20 May 2026, Geneva, Switzerland – The Executive Director of Partners in Population and Development (PPD), Professor Dr. Joseph Akinkugbe Adelegan, attended and delivered a presentation at the high-level side event, “Digitising the Maternal Health Workforce: From a National Partnership to a Continental Ecosystem,” held on 20 May 2026 in Geneva, Switzerland, on the margins of the 79th World Health Assembly (WHA79). The event was organized by the Wellbeing Foundation Africa and Proximie, in partnership with The Health Innovation Exchange (HIEx).
The high-level side event, titled “Digitising the Maternal Health Workforce: From a National Partnership to a Continental Ecosystem,” was not a routine conference panel, it was a focused, action-oriented dialogue designed to move beyond fragmented and short-term interventions, and to explore realistic, coordinated pathways toward a digitised, government-anchored ecosystem for the maternal health workforce at continental scale. The meeting also marked a significant institutional moment, with the formal signing of a Memorandum of Understanding between the Wellbeing Foundation Africa and Proximie, witnessed by participating ministers and senior delegates.
Professor Adelegan opened his remarks with a sobering reminder of what is at stake. Africa continues to bear a disproportionate share of global maternal deaths, with the heaviest burden falling on rural and underserved communities that are often the furthest from care. Behind these statistics, he noted, lie systemic failures that have persisted for too long, workforce shortages, uneven distribution of skilled personnel, weak referral systems, inadequate remuneration, fragmented information systems, and critical infrastructure gaps. These are not new problems, but they demand a new kind of response.
That response, he argued, must be rooted in digitisation not as a buzzword, but as a genuine strategic tool for transforming how the maternal health workforce is trained, deployed, supported, and retained. Drawing on concrete examples, Professor Adelegan outlined a range of digital interventions capable of making a tangible difference: mobile health platforms that extend the reach of frontline workers, digital workforce training that delivers updated clinical guidance at scale, telemedicine and remote consultation services that connect rural facilities to specialist care, artificial intelligence tools for predictive risk assessment and decision support, and digital payment systems that can improve both workforce retention and accountability. Together, he emphasized, these tools can strengthen communication, support earlier identification of high-risk pregnancies, and enable more effective, data-driven governance of health systems.
Yet Professor Adelegan was equally candid about the risks of the status quo. Too many promising national digital health projects remain trapped in their own silos unable to scale because of weak interoperability, limited sustainable financing, and insufficient regional coordination. The solution, he argued, is not more isolated projects, but a genuinely continental ecosystem: one that supports interoperable digital health records, cross-border workforce credentialing, shared digital health standards, regional training platforms, and coordinated maternal health data systems that can inform policy and investment across borders.
He also raised a challenge that is easy to overlook in high-level discussions: the risk that digital transformation widens, rather than narrows, existing inequalities. For digitisation to truly reach the mothers who need it most, he stressed that affordable devices, digital literacy training, language-inclusive interfaces, continuous technical support, and deliberate investment in rural digital infrastructure including reliable electricity and broadband connectivity are not optional add-ons but essential foundations. He further underlined the importance of data governance, privacy protections, and cybersecurity as pillars of trust that must be built into any sustainable digital health system from the outset.
Underpinning all of this, Professor Adelegan called for strong public-private partnerships and close alignment with Universal Health Coverage (UHC) and Sustainable Development Goal (SDG) commitments ensuring that digital innovation is not pursued in isolation, but as part of a broader architecture of accountability and long-term financing.

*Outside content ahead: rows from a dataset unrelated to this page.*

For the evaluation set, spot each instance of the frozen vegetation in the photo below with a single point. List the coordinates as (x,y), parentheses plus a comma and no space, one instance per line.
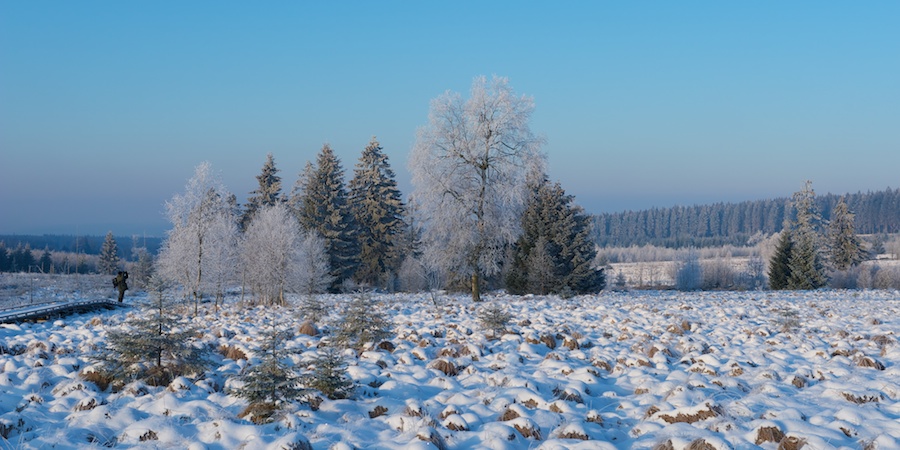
(713,370)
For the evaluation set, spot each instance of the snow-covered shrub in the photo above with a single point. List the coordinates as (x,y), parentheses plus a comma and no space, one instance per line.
(494,318)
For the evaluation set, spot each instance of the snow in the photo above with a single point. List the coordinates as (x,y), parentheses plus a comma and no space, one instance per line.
(618,370)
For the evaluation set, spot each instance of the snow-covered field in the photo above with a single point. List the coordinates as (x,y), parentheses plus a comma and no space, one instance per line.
(647,370)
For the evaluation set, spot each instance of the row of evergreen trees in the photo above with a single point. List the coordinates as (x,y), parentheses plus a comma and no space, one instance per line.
(371,238)
(734,223)
(362,223)
(810,248)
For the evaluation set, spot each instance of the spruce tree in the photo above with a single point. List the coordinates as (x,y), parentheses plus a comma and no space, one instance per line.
(46,262)
(108,262)
(807,269)
(377,208)
(5,260)
(779,268)
(554,253)
(844,246)
(271,383)
(323,209)
(329,375)
(267,194)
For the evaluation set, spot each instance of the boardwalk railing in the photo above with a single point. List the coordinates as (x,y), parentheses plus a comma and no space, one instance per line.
(49,310)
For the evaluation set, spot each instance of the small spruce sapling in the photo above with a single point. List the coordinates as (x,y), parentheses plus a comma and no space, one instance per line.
(362,325)
(155,346)
(271,383)
(329,375)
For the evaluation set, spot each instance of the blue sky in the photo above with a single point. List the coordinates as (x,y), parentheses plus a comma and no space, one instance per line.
(107,107)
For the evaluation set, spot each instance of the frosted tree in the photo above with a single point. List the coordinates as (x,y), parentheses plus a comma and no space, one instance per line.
(108,262)
(278,258)
(323,208)
(688,274)
(362,325)
(845,248)
(267,194)
(328,375)
(185,254)
(806,268)
(469,168)
(377,209)
(222,256)
(555,252)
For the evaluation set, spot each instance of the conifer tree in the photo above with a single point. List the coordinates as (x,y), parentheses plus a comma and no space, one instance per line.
(329,375)
(156,346)
(554,253)
(779,268)
(323,209)
(46,262)
(108,262)
(270,383)
(5,262)
(807,270)
(267,194)
(377,208)
(845,248)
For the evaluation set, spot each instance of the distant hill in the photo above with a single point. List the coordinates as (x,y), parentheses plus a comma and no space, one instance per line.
(89,245)
(734,223)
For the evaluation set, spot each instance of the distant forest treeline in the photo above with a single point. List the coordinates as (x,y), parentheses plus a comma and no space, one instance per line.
(735,223)
(88,245)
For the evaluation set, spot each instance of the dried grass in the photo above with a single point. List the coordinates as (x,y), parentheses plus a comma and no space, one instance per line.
(703,414)
(378,411)
(308,328)
(572,434)
(700,444)
(99,378)
(859,400)
(508,415)
(549,341)
(150,435)
(528,430)
(432,436)
(447,367)
(791,443)
(769,434)
(232,352)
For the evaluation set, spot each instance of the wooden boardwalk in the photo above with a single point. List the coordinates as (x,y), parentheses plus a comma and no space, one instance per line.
(52,310)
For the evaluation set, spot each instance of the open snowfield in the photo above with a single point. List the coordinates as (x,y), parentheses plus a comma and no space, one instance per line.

In closing, he reaffirmed that digitising the maternal health workforce represents one of the most promising and most urgent pathways to improving maternal healthcare delivery across Africa. Success, he concluded, will not come from fragmented initiatives, but from integrated, partnership-driven ecosystems that bring together governments, international organizations, technology providers, and communities in genuine collaboration. PPD’s participation in the dialogue reflected its enduring commitment to advancing South-South and Triangular Cooperation, strengthening health systems, and supporting practical, scalable innovation in service of better maternal and newborn health outcomes across the Global South.